Coerente con la sua filosofia meritocratica, l’allenatore portoghese ha confermato di voler dare spazio a chi dimostra di essere atleticamente e mentalmente più in forma, senza lasciarsi influenzare dal prestigio dei singoli nomi. Questa mentalità si tradurrà in nuove scelte sulla trequarti: Amorim ha deciso di puntare sull’uomo da trasferta Cisse, apparso più brillante negli ultimi allenamenti, e di affiancarlo con Rabiot. In mediana, invece, resta aperto il ballottaggio tra Jashari e il veterano Modric per un posto al fianco dell’inamovibile Musah.

La notizia principale riguarda però Christian Pulisic, che inizierà ancora dalla panchina per la quarta partita consecutiva. Si tratta di una situazione del tutto inedita per il giocatore statunitense dal suo arrivo in rossonero, avvenuto il 13 luglio 2023. Tuttavia, il suo esordio in campionato è solo rimandato, non in discussione. Lo stesso Amorim ha infatti annunciato in conferenza stampa che l’ex Chelsea scenderà sicuramente in campo nel corso della partita. È già programmata una staffetta con Cisse, un cambio strategico previsto per il secondo tempo del match per sfruttare la sua freschezza.

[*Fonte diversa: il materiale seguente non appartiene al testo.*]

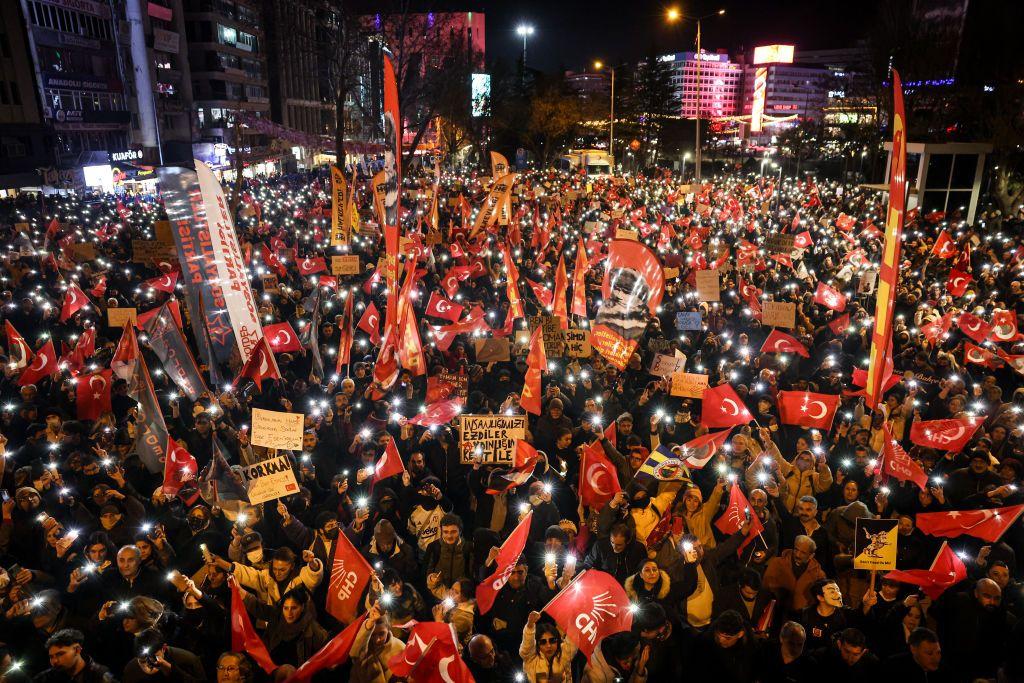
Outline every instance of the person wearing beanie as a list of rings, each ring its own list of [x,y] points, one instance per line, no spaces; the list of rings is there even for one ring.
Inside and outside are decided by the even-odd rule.
[[[761,645],[747,629],[743,617],[734,610],[726,610],[693,640],[685,661],[694,671],[714,671],[719,683],[744,683],[757,678],[755,671],[761,656]]]
[[[363,557],[376,571],[390,567],[400,576],[416,573],[416,555],[409,544],[399,538],[394,525],[387,519],[377,522],[369,544],[362,548]]]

Il “muso lungo” del numero 11 rossonero, come parafrasato dal tecnico in conferenza stampa, non è un capriccio del momento ma affonda le radici in questioni contrattuali più profonde e complesse. Nella primavera del 2025, il giocatore aveva infatti rifiutato una prima proposta di rinnovo di contratto, manifestando seri dubbi sui progetti futuri e sulla competitività a lungo termine del club. Questa frizione ha creato un’incertezza che si protrae da diversi mesi, influenzando inevitabilmente la sua serenità.

Nonostante le tensioni, il patron Gerry Cardinale ha sempre considerato l’attaccante un asset fondamentale per la rosa, non solo per il suo indiscutibile talento ma anche come veicolo di marketing strategico per le sponsorizzazioni nel mercato statunitense. Le parti sono tornate a dialogare da qualche settimana e ora la dirigenza di RedBird attende una svolta decisiva, una sorta di dentro o fuori. Il Milan ha un disperato bisogno di ritrovare il vero Pulisic, quello determinante in campo e libero dalle distrazioni che ne stanno condizionando il rendimento.